A competitive cyclist who died after being hit by a vehicle while training in New Brunswick was a positive, vibrant woman who was poised to go professional next year, her friends said.

Ellen Watters, 28, was badly injured in a Dec. 23 crash outside Sussex, N.B., and her death announced Wednesday.

"She was always a very happy, smiling, positive person. She always had 10 times the energy of anyone else," said Vince Caceres, owner of the Ottawa-based cycling team she was a part of. "She loved to laugh. She always had an idea — a crazy thing to do. She really gave a vibrancy to the team. She always knew what to do to cheer people up."

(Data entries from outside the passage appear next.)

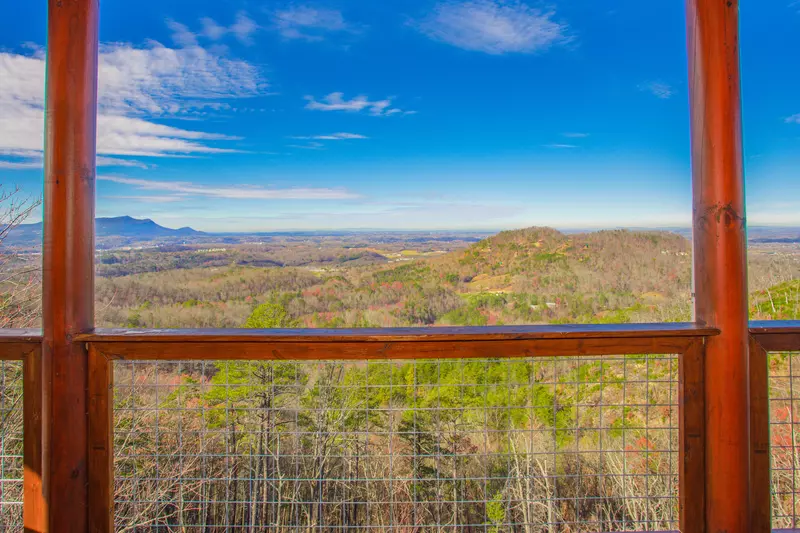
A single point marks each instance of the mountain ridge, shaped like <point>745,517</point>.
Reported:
<point>106,227</point>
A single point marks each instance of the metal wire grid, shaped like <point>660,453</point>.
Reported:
<point>563,444</point>
<point>11,465</point>
<point>784,398</point>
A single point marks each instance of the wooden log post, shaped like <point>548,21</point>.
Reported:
<point>68,258</point>
<point>720,261</point>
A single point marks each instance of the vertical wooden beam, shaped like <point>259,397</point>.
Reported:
<point>691,454</point>
<point>101,434</point>
<point>760,498</point>
<point>720,263</point>
<point>34,510</point>
<point>68,258</point>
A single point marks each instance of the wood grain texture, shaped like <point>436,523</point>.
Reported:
<point>16,344</point>
<point>435,334</point>
<point>101,442</point>
<point>386,350</point>
<point>68,255</point>
<point>720,255</point>
<point>692,448</point>
<point>760,499</point>
<point>33,336</point>
<point>34,507</point>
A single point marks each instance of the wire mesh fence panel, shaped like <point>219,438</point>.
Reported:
<point>11,465</point>
<point>534,445</point>
<point>784,396</point>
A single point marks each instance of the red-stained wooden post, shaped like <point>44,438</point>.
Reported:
<point>68,259</point>
<point>720,262</point>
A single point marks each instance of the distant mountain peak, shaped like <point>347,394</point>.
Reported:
<point>125,226</point>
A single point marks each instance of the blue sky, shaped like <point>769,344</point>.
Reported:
<point>441,114</point>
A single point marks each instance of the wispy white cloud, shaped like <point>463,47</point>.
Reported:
<point>150,199</point>
<point>239,192</point>
<point>659,89</point>
<point>332,137</point>
<point>242,29</point>
<point>181,35</point>
<point>494,26</point>
<point>314,145</point>
<point>337,102</point>
<point>310,23</point>
<point>137,85</point>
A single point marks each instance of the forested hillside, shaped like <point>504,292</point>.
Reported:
<point>536,275</point>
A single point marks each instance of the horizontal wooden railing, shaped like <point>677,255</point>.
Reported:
<point>685,339</point>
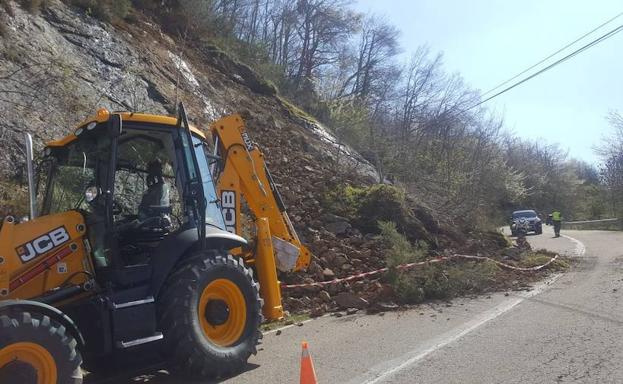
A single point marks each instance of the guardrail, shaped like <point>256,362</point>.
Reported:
<point>614,224</point>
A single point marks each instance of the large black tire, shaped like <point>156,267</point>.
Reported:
<point>34,328</point>
<point>189,349</point>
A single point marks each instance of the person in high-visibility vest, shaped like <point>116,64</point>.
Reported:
<point>557,220</point>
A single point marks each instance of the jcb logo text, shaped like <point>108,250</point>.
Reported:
<point>42,244</point>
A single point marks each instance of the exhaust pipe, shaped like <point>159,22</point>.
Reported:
<point>31,177</point>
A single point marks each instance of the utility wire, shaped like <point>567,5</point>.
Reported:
<point>569,56</point>
<point>553,54</point>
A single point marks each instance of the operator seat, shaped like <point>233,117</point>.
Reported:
<point>155,201</point>
<point>152,222</point>
<point>155,206</point>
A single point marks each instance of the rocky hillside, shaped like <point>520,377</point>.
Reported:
<point>60,65</point>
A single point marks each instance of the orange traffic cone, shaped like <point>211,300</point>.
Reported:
<point>308,375</point>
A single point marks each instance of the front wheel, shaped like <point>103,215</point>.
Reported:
<point>210,314</point>
<point>36,349</point>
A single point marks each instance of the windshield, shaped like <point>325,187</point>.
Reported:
<point>65,175</point>
<point>526,214</point>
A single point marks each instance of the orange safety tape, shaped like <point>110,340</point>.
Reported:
<point>411,265</point>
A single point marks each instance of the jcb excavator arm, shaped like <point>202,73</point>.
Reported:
<point>244,175</point>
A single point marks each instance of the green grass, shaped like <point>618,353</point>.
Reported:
<point>296,110</point>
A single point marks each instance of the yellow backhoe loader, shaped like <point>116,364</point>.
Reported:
<point>133,240</point>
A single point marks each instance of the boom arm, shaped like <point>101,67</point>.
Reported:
<point>245,175</point>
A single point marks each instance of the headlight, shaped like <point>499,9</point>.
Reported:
<point>90,194</point>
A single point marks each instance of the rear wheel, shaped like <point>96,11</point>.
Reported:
<point>35,349</point>
<point>210,313</point>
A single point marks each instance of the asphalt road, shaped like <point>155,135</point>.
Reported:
<point>567,329</point>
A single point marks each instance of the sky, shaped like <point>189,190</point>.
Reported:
<point>489,41</point>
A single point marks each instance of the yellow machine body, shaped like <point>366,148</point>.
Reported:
<point>245,177</point>
<point>43,254</point>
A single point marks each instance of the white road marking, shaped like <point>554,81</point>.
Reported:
<point>455,334</point>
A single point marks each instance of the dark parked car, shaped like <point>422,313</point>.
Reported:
<point>533,220</point>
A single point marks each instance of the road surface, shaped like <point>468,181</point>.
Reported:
<point>567,329</point>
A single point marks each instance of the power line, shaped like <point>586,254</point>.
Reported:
<point>553,54</point>
<point>569,56</point>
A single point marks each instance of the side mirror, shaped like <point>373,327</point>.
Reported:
<point>115,125</point>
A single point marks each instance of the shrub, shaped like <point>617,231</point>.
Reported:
<point>106,10</point>
<point>367,206</point>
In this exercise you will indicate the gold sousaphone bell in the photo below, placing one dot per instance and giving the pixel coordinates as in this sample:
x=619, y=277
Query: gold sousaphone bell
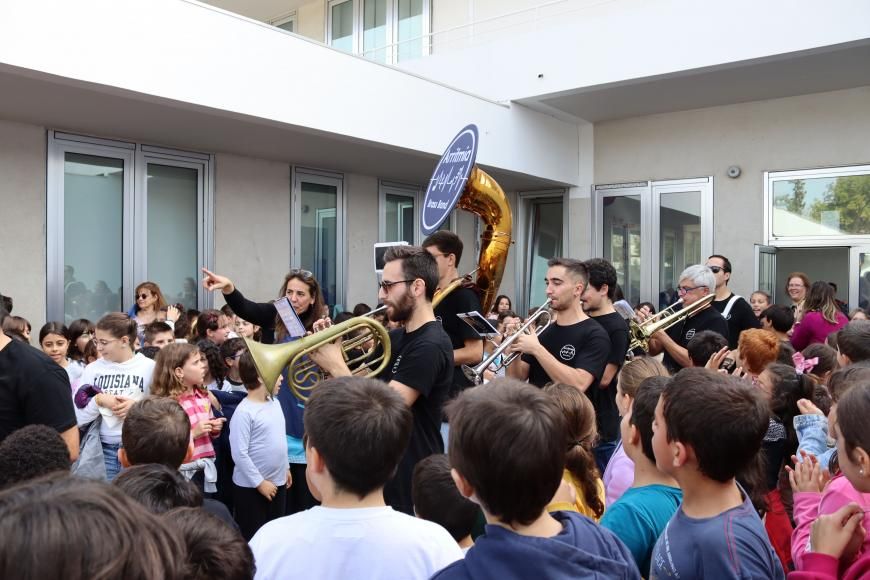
x=481, y=195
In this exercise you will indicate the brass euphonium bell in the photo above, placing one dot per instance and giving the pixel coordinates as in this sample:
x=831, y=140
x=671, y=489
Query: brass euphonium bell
x=303, y=375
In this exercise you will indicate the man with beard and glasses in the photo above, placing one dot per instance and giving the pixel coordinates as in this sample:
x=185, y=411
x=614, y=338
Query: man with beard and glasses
x=574, y=349
x=421, y=360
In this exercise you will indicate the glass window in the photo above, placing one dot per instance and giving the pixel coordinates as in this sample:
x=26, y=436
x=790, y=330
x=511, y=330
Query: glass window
x=318, y=235
x=173, y=194
x=622, y=231
x=93, y=214
x=410, y=29
x=399, y=218
x=680, y=227
x=375, y=30
x=545, y=237
x=821, y=206
x=341, y=26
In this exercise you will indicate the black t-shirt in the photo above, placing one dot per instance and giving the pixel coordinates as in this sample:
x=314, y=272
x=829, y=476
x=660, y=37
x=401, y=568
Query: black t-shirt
x=604, y=398
x=459, y=301
x=683, y=331
x=739, y=318
x=421, y=360
x=583, y=345
x=33, y=390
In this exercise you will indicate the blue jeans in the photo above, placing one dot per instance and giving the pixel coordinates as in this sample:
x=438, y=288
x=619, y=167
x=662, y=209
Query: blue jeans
x=110, y=457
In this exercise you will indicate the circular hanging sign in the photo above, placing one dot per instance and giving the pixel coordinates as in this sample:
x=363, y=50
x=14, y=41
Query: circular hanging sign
x=448, y=180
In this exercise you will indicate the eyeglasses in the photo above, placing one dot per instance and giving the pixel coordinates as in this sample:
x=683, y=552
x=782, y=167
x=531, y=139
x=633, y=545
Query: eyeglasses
x=385, y=286
x=301, y=272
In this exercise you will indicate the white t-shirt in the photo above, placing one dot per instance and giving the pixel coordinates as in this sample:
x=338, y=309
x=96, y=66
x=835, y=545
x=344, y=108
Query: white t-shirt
x=363, y=543
x=128, y=379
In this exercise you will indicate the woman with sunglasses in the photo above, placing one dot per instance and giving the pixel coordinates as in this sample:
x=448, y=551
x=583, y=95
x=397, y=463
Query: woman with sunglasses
x=302, y=289
x=149, y=304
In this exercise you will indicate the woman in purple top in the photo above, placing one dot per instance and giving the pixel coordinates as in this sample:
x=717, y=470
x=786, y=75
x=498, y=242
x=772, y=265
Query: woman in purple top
x=821, y=317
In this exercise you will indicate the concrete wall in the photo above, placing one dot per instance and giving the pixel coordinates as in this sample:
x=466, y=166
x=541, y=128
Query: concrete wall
x=22, y=207
x=252, y=224
x=824, y=129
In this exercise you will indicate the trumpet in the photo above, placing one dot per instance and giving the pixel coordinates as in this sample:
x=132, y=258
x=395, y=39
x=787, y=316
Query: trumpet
x=303, y=375
x=641, y=332
x=475, y=374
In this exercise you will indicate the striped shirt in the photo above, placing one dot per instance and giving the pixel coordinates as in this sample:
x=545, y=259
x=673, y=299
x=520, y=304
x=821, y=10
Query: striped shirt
x=198, y=409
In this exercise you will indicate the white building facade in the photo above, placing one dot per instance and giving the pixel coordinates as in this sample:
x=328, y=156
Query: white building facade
x=140, y=141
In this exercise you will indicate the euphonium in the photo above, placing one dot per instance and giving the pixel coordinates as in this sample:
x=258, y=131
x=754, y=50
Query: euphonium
x=303, y=376
x=484, y=197
x=642, y=331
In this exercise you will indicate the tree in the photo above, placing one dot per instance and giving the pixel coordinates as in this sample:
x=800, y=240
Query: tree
x=850, y=197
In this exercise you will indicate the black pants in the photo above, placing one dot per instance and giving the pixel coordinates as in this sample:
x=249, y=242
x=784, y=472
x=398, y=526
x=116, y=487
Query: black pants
x=299, y=497
x=253, y=510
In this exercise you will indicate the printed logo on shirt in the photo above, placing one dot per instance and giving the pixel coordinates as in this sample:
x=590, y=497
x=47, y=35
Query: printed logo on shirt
x=119, y=384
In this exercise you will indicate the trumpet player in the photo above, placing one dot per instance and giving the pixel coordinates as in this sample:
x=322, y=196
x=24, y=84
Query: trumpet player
x=574, y=349
x=696, y=282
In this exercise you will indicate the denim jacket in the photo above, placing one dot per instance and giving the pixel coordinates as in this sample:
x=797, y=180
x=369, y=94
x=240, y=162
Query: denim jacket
x=812, y=431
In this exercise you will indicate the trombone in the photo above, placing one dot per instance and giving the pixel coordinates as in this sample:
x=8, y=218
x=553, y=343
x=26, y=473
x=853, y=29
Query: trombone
x=475, y=374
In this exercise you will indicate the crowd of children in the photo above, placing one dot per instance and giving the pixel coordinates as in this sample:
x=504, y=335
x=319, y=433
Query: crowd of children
x=758, y=471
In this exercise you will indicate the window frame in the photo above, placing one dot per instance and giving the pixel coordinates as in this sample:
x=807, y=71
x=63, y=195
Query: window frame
x=391, y=47
x=770, y=177
x=136, y=156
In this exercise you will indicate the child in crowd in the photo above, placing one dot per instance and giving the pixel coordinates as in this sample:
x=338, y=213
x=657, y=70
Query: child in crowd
x=356, y=431
x=261, y=474
x=73, y=528
x=837, y=538
x=231, y=351
x=158, y=334
x=213, y=325
x=31, y=452
x=580, y=473
x=157, y=430
x=213, y=550
x=436, y=499
x=641, y=514
x=111, y=384
x=54, y=338
x=179, y=375
x=707, y=427
x=759, y=300
x=619, y=473
x=506, y=449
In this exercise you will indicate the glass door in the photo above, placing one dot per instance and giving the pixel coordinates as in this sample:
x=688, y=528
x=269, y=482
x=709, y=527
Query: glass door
x=318, y=232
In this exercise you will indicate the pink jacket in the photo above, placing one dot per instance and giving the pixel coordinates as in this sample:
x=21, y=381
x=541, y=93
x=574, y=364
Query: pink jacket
x=808, y=506
x=618, y=476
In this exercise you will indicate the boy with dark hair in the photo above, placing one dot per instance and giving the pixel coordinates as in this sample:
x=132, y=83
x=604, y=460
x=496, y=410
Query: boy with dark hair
x=704, y=345
x=32, y=452
x=779, y=319
x=213, y=551
x=597, y=301
x=158, y=487
x=159, y=334
x=157, y=430
x=853, y=342
x=708, y=427
x=356, y=431
x=436, y=499
x=506, y=453
x=641, y=514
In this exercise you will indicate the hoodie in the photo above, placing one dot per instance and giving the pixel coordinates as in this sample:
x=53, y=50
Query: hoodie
x=581, y=550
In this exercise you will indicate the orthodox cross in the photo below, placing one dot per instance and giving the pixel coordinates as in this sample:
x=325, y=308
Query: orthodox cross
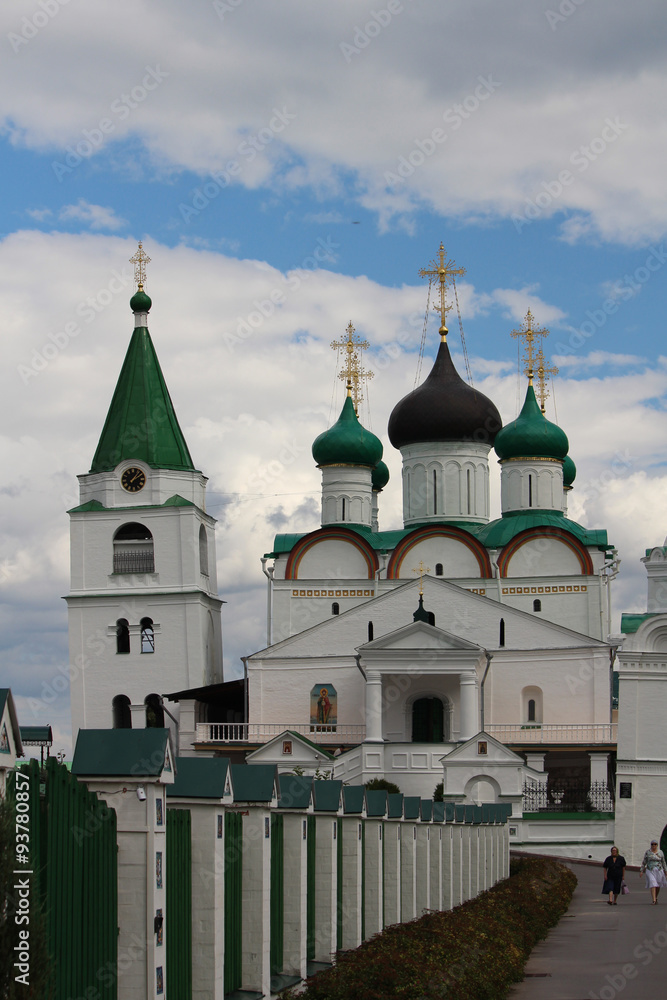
x=442, y=270
x=421, y=569
x=353, y=374
x=530, y=334
x=542, y=373
x=140, y=260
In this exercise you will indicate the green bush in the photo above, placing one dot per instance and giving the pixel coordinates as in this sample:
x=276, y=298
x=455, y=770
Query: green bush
x=474, y=952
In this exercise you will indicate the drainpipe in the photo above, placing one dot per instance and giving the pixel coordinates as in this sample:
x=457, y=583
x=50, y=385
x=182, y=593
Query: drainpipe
x=489, y=657
x=268, y=573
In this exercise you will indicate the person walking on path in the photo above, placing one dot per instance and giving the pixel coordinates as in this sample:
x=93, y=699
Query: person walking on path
x=614, y=873
x=655, y=867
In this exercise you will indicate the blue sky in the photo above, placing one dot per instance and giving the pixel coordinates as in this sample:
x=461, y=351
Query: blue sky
x=324, y=152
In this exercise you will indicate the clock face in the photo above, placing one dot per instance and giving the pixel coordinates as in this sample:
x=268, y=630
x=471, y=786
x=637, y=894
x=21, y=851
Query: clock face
x=133, y=480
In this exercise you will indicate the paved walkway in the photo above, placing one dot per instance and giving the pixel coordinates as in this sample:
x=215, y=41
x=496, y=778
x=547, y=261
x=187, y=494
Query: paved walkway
x=599, y=952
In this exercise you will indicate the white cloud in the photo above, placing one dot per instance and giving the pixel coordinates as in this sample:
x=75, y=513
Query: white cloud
x=96, y=216
x=204, y=91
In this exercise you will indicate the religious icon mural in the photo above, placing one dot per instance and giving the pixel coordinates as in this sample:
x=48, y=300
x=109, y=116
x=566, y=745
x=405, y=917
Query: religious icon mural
x=323, y=706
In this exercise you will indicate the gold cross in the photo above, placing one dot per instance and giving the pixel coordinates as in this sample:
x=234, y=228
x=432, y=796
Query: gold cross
x=443, y=270
x=529, y=333
x=140, y=260
x=542, y=373
x=421, y=569
x=353, y=373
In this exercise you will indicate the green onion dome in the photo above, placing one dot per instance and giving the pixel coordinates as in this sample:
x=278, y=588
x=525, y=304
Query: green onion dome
x=140, y=302
x=569, y=471
x=380, y=476
x=347, y=442
x=531, y=435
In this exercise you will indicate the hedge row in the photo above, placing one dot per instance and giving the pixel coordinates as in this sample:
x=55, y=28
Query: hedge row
x=474, y=952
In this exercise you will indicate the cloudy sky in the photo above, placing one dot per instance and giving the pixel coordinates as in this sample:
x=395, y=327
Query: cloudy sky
x=290, y=167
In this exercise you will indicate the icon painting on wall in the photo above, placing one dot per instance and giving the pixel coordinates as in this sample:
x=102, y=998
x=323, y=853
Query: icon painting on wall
x=323, y=706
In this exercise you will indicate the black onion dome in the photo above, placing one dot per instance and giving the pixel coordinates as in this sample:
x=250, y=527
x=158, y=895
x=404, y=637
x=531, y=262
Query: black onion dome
x=443, y=408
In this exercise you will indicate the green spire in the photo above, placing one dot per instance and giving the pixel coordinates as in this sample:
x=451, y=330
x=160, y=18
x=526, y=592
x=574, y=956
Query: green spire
x=141, y=422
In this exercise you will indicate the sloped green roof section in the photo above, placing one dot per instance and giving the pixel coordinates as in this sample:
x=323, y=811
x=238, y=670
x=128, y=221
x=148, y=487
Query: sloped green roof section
x=141, y=422
x=137, y=753
x=353, y=798
x=326, y=795
x=294, y=791
x=199, y=778
x=631, y=623
x=253, y=782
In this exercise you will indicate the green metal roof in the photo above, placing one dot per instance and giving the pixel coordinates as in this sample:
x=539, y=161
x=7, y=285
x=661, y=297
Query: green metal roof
x=411, y=806
x=353, y=798
x=326, y=795
x=136, y=753
x=376, y=802
x=494, y=535
x=253, y=782
x=199, y=778
x=35, y=734
x=294, y=791
x=141, y=423
x=630, y=623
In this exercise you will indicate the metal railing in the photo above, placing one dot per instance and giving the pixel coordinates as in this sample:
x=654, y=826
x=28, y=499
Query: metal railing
x=262, y=732
x=567, y=795
x=535, y=732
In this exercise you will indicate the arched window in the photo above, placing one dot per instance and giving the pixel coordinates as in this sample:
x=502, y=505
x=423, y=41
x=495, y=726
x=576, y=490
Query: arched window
x=147, y=636
x=430, y=721
x=122, y=636
x=133, y=549
x=122, y=716
x=203, y=551
x=154, y=712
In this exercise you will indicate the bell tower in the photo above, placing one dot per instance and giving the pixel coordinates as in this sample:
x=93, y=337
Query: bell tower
x=143, y=606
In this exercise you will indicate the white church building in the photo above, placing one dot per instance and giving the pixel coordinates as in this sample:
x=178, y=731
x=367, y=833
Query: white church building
x=460, y=648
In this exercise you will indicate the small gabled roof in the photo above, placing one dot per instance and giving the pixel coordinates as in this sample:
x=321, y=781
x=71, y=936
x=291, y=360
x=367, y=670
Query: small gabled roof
x=326, y=795
x=295, y=791
x=353, y=798
x=7, y=700
x=376, y=802
x=199, y=778
x=132, y=753
x=253, y=782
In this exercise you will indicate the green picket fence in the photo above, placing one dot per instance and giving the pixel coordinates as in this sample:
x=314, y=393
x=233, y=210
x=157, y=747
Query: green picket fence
x=74, y=856
x=179, y=904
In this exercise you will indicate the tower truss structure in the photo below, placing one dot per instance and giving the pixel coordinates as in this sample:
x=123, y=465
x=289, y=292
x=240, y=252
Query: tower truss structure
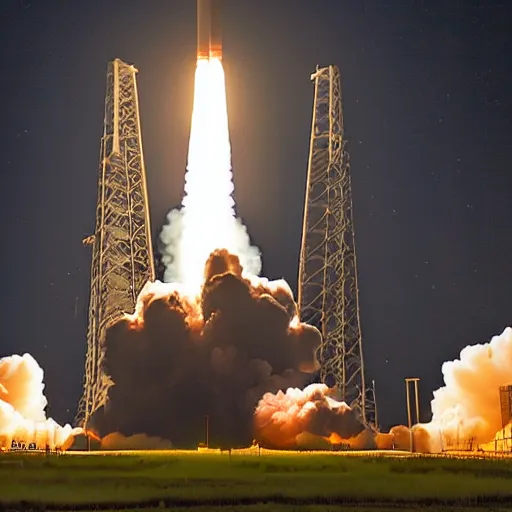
x=328, y=289
x=122, y=259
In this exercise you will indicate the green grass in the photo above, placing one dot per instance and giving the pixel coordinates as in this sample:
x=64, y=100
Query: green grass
x=284, y=481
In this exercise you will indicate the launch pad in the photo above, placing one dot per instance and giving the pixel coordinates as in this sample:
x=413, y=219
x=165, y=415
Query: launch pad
x=182, y=479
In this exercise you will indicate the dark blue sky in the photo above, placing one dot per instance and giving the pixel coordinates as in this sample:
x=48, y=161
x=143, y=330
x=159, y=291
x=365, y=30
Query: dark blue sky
x=428, y=116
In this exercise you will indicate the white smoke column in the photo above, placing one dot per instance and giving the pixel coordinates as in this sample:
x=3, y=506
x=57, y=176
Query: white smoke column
x=469, y=403
x=22, y=406
x=207, y=219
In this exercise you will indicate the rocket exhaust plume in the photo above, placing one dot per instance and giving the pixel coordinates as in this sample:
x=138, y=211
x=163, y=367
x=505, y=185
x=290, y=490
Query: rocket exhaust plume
x=214, y=337
x=209, y=39
x=206, y=220
x=22, y=407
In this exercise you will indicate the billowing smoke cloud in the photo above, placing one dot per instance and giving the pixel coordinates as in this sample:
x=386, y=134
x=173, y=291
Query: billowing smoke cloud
x=180, y=359
x=468, y=405
x=283, y=419
x=466, y=410
x=22, y=406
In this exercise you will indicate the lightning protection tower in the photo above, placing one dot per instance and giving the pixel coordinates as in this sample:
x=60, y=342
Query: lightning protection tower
x=328, y=291
x=122, y=259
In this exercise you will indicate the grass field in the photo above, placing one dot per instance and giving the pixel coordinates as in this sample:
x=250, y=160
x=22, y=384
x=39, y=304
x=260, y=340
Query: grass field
x=280, y=482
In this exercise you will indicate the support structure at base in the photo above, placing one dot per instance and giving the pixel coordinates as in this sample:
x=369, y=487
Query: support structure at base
x=328, y=290
x=122, y=259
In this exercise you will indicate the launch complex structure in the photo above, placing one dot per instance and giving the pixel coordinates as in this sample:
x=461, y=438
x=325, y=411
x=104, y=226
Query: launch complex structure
x=122, y=259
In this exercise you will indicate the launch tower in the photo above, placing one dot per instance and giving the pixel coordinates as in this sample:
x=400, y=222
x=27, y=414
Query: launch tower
x=328, y=291
x=122, y=259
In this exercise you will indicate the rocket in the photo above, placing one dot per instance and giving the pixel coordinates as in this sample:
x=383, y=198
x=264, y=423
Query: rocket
x=209, y=41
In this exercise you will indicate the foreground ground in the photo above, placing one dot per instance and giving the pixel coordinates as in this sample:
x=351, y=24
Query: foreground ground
x=252, y=482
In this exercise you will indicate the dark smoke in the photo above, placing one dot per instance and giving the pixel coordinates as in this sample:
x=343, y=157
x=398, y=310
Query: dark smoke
x=178, y=360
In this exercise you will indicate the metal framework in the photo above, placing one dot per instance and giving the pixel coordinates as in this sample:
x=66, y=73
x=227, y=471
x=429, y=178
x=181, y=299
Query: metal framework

The RCMP say Watters was riding around 2:30 p.m. Friday when she was struck by a vehicle travelling in the same direction in Lower Cove. A statement from Watters' family posted on the Cycling Canada website said she no longer had any brain function after the collision.

The family said they want to see improved safety conditions for cyclists on roadways.

"We would ask everyone to spread awareness of the necessity of cyclist advocacy, and to contact their local politicians to help get changes made," they said in the statement.

Caceres urged New Brunswick to enact a one-metre rule for motorists, which is already legislated in other provinces including Nova Scotia and Ontario.

"There has to be a readdressing of the laws governing safety for cyclists, because I think it's falling behind the times," he said.

"I think Ellen would want something like that, because she would hate to think that there is a young athlete out there that doesn't want to pursue their sport because of the fear of safety."

Under Ontario's law, motorists are required to keep a distance of one metre from cyclists, or receive a $110 fine and two demerit points.

Watters had been rising up the ranks since joining the Ottawa-based The Cyclery Racing Program in 2014.

Caceres, who owns The Cyclery, said Watters shared a special bond with the women on her team.

"This wasn't just a handful of girls who together do their races and go home. These girls breathed each other. It's hit them really hard," said Caceres in a phone interview Wednesday.

Earlier this year, Watters won the Tour of the Battenkill and Tour of Somerville in the U.S., and won bronze in the criterium at the Canadian Road Championships.

She had signed with the U.S.-based Colavita-Bianchi team, and was to compete professionally next year, Cycling Canada said. She was also invited to be a part-time member of the Canadian women's development program.

A GoFundMe page was set up to support her family, and more than $16,000 had been raised by late Wednesday afternoon.

Many people were sharing their condolences on social media.

Chris Foster, executive director of the cycling organization Velo NB, said the cycling community is in shock.

"She was well-respected in the community," said Foster in a phone interview Wednesday. "She was able to touch so many people in positive ways, so a lot of people are mourning at this time. It's a great loss."

Her family said Watters, a kinesiology graduate originally from Apohaqui, N.B., was an "awesome force."

"Everyone who knew Ellen was better off for it," the statement said. "She shared joy with everyone she knew, and took joy in sharing her love and positivity around her."

Her family noted Watters is a candidate for organ donations, and said they will not be holding a service until later, "when we have had a chance to process this tragedy."